The GFBio Dataset Search, built upon the Dai:Si Dataset Search UI, facilitates the exploration of datasets distributed and published across the GFBio data centers. It is an integral part of the GFBio Search and Harvesting Infrastructure, as depicted below.
Current version: 1.0.0
See CHANGELOG.md for details on version history and changes.
This section provides a guide for setting up and operating the GFBio Dataset Search for local development. It focuses on the local development stack, outlined in the Docker Compose file (docker-compose.yml). This file configures three main services: a Node Express API for the backend, an Angular application for the frontend, and an Elasticsearch index for indexing and retrieving search results.
version: "3"
services:
backend:
build:
context: .
dockerfile: ./docker/backend/Dockerfile
container_name: gfbio_search_backend_dev
env_file:
- ./search/backend/.env
ports:
- "3000:3000"
volumes:
- ./search/backend:/backend
networks:
- custom_network
frontend:
build:
context: .
dockerfile: ./docker/frontend/Dockerfile.dev
container_name: gfbio_search_frontend_dev
volumes:
- ./search/frontend:/frontend
ports:
- "4200:4200"
environment:
- CHOKIDAR_USEPOLLING=true
networks:
- custom_network
index:
image: docker.elastic.co/elasticsearch/elasticsearch:7.10.0
container_name: gfbio_search_index_dev
environment:
- discovery.type=single-node
ports:
- "9200:9200"
- "9300:9300"
volumes:
- esdata:/usr/share/elasticsearch/data
networks:
- custom_network
ulimits:
memlock:
soft: -1
hard: -1
deploy:
resources:
limits:
memory: 2g
volumes:
esdata:
networks:
custom_network:
driver: bridgeTo initiate the local development stack for the GFBio Dataset Search, perform the following three steps: copy the environment file for backend configuration from a template, build the Docker containers, and populate the Elasticsearch index with dummy data.

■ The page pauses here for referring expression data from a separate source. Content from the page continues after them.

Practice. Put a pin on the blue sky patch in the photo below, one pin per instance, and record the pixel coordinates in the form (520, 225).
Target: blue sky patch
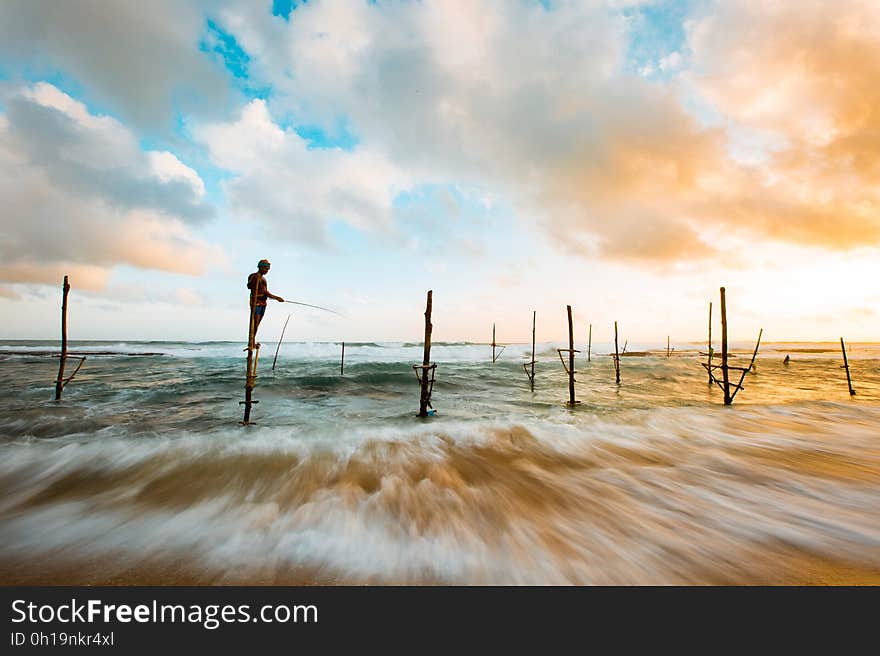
(338, 137)
(283, 8)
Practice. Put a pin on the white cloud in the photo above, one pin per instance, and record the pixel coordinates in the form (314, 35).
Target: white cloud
(537, 107)
(281, 182)
(80, 197)
(141, 60)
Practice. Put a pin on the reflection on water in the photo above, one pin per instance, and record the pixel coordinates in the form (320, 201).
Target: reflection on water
(142, 473)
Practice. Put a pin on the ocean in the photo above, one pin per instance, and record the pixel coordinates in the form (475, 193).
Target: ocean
(143, 474)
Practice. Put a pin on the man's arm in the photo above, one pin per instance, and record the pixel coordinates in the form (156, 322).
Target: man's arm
(271, 295)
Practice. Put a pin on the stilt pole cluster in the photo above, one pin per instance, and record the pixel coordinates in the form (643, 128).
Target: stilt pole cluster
(730, 389)
(569, 368)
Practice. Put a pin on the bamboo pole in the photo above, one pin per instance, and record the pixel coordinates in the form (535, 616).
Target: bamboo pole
(589, 342)
(424, 399)
(852, 392)
(571, 399)
(616, 357)
(709, 350)
(532, 376)
(253, 350)
(280, 339)
(724, 371)
(59, 383)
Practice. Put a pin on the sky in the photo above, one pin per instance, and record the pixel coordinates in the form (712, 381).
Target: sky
(625, 157)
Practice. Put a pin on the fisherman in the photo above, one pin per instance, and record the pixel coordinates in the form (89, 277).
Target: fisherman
(262, 293)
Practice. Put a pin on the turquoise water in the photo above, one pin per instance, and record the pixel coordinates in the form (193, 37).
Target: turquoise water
(143, 465)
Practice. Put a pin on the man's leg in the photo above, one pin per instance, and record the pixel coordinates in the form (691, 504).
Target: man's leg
(259, 311)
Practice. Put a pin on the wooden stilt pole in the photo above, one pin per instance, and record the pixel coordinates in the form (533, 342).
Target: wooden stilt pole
(280, 339)
(253, 349)
(616, 357)
(571, 399)
(532, 375)
(529, 367)
(494, 344)
(709, 362)
(426, 369)
(589, 342)
(724, 370)
(852, 392)
(59, 383)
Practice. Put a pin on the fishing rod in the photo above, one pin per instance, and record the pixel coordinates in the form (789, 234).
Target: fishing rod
(280, 339)
(317, 307)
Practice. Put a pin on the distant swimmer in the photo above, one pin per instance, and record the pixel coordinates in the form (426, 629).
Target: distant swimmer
(262, 293)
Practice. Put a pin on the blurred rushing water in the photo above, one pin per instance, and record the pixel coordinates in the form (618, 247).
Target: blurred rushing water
(142, 472)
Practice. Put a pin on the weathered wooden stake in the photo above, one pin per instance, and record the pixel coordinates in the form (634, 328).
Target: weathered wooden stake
(709, 361)
(571, 399)
(253, 349)
(724, 370)
(532, 375)
(526, 365)
(616, 357)
(280, 339)
(589, 342)
(59, 383)
(426, 369)
(495, 357)
(852, 392)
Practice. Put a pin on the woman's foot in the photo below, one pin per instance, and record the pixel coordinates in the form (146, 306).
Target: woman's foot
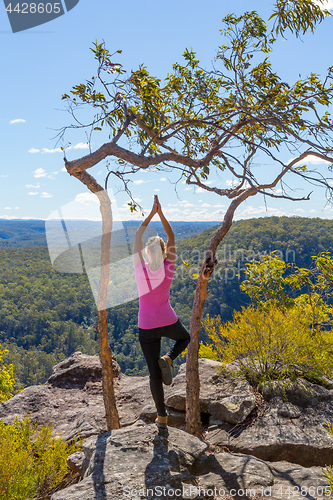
(161, 422)
(165, 363)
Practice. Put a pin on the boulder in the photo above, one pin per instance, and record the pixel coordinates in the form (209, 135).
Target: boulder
(141, 462)
(120, 463)
(71, 399)
(245, 476)
(74, 372)
(285, 432)
(222, 395)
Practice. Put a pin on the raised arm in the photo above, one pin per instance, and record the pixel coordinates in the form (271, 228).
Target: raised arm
(138, 245)
(170, 246)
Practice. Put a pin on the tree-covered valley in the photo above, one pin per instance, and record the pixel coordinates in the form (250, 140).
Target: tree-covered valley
(45, 315)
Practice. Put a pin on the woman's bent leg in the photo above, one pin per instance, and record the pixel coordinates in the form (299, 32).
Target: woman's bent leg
(151, 351)
(178, 333)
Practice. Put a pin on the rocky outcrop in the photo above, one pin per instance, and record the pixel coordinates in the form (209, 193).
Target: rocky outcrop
(289, 426)
(222, 395)
(140, 462)
(135, 458)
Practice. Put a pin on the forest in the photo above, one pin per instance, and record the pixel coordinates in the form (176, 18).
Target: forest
(45, 315)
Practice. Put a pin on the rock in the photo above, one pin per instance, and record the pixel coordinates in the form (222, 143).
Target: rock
(221, 394)
(231, 470)
(136, 457)
(285, 432)
(72, 398)
(78, 462)
(139, 461)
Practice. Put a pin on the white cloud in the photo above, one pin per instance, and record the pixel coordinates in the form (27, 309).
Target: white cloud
(55, 150)
(86, 198)
(40, 172)
(18, 120)
(310, 159)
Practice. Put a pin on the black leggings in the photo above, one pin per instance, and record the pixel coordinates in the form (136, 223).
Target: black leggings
(150, 340)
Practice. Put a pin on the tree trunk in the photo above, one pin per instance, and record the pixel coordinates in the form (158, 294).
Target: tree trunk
(105, 354)
(193, 418)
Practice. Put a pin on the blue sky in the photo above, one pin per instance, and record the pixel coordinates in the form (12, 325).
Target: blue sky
(40, 64)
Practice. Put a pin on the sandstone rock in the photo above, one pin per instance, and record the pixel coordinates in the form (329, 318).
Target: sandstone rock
(299, 391)
(296, 435)
(136, 457)
(221, 395)
(78, 369)
(130, 462)
(71, 400)
(233, 473)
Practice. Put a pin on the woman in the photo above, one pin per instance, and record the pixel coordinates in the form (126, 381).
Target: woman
(156, 317)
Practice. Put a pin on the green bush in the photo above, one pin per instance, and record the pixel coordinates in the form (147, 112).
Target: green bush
(32, 462)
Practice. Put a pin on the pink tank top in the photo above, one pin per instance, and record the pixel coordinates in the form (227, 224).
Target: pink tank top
(154, 287)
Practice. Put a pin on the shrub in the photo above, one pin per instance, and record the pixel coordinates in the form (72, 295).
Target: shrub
(272, 343)
(31, 460)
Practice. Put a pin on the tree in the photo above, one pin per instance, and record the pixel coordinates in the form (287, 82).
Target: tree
(199, 122)
(7, 380)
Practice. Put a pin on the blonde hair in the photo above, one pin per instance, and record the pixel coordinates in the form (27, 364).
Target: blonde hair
(156, 247)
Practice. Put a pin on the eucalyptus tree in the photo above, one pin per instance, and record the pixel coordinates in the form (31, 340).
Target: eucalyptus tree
(205, 122)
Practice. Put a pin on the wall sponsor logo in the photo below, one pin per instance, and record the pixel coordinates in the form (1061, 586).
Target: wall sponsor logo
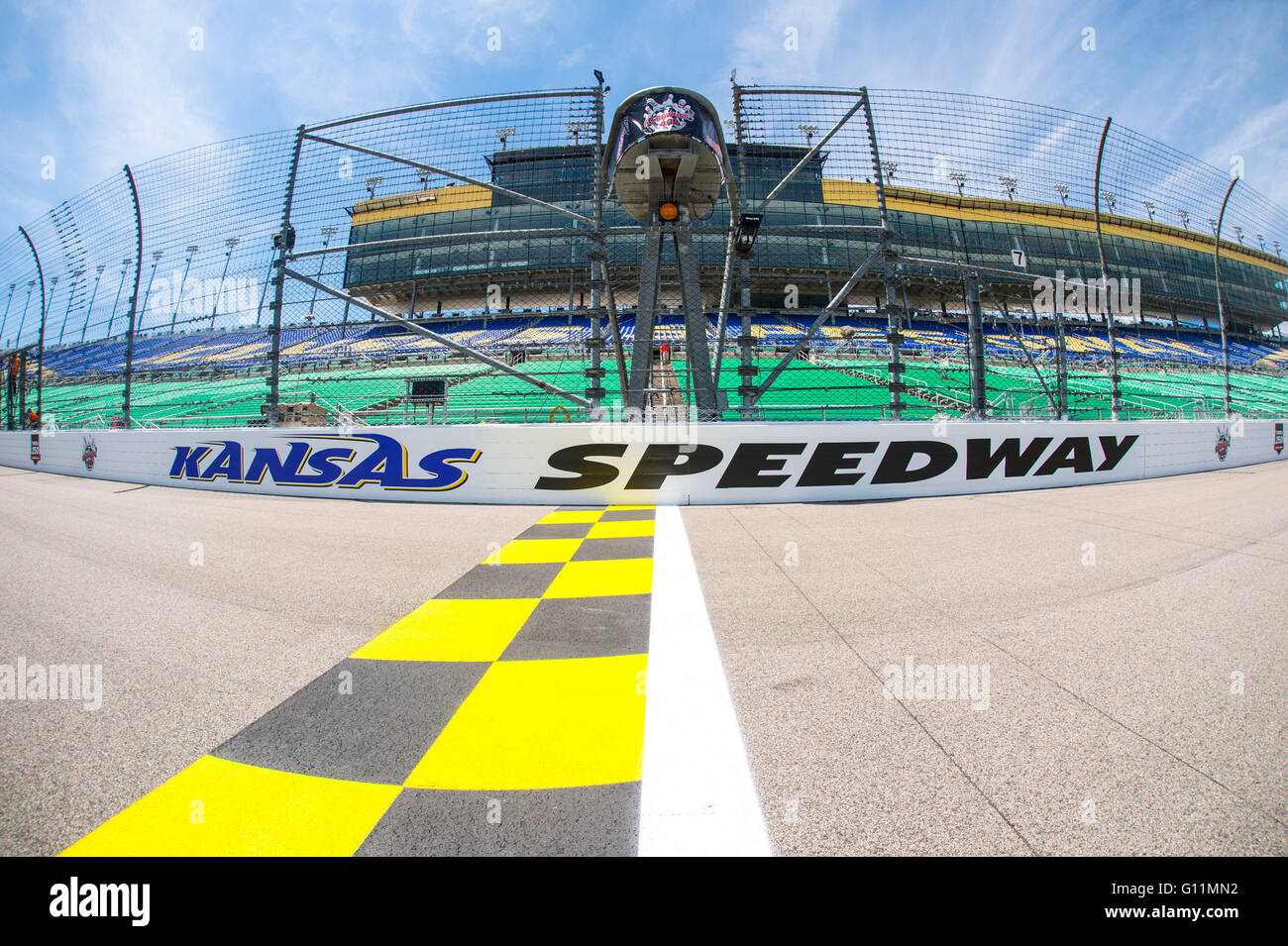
(831, 464)
(356, 461)
(1223, 442)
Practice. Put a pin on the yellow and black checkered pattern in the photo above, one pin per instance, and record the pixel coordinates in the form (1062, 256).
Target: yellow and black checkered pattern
(503, 716)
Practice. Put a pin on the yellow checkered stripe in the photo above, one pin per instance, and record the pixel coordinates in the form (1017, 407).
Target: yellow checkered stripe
(503, 716)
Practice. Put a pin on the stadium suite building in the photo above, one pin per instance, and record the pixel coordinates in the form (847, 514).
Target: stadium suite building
(804, 242)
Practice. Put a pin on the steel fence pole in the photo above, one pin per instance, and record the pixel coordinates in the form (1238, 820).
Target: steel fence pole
(40, 352)
(892, 299)
(283, 242)
(595, 372)
(1115, 394)
(746, 341)
(134, 296)
(1220, 306)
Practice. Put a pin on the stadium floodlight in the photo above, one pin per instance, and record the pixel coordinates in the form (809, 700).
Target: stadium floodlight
(576, 129)
(327, 232)
(183, 282)
(230, 244)
(748, 226)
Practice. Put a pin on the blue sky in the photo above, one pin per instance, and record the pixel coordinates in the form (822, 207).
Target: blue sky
(98, 84)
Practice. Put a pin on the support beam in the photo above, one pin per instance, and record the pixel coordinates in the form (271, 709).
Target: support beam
(975, 332)
(832, 308)
(40, 274)
(283, 242)
(463, 177)
(1220, 308)
(811, 152)
(1115, 394)
(696, 327)
(645, 314)
(134, 296)
(441, 339)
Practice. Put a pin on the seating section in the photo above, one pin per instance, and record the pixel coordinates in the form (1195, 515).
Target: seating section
(362, 370)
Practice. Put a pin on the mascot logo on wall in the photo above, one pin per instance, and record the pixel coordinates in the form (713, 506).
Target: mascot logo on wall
(1223, 442)
(666, 115)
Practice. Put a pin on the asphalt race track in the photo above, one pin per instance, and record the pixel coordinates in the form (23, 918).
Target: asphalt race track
(1125, 646)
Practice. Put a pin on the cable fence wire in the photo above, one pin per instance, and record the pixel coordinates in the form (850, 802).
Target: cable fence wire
(391, 210)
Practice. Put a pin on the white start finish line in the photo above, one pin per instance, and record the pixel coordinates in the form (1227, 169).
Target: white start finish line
(698, 796)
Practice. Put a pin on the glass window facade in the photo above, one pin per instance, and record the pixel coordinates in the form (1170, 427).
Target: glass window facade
(566, 175)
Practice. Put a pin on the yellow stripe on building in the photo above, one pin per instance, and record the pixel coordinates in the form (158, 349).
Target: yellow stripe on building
(907, 200)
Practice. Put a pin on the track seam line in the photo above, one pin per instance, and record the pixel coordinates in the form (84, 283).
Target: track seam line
(1081, 699)
(902, 704)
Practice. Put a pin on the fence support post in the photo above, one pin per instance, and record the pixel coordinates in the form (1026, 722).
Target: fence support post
(892, 300)
(1115, 394)
(134, 296)
(283, 242)
(975, 326)
(1220, 308)
(595, 372)
(40, 353)
(746, 340)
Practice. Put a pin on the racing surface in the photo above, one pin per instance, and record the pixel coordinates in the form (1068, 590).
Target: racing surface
(1125, 646)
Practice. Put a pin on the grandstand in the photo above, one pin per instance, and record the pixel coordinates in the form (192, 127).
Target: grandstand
(482, 246)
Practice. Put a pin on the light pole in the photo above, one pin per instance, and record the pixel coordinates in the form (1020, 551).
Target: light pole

These steps are automated by an 'init' command in the Makefile, executable on Linux and Unix-like systems. Execute the command from the base folder of the repository:
make initFor general operations within the local development environment, use docker-compose to start, stop, and rebuild containers:
docker-compose upTo rebuild the services, especially after changes to the Docker configuration:
docker-compose up --buildTo stop the running services and clean up the local development environment:
docker-compose downAfter starting the stack, access the frontend in your browser at:
localhost:4200
Modifications to the frontend source code will automatically trigger a browser reload, reflecting changes immediately. Changes to the backend code will automatically restart the Node server.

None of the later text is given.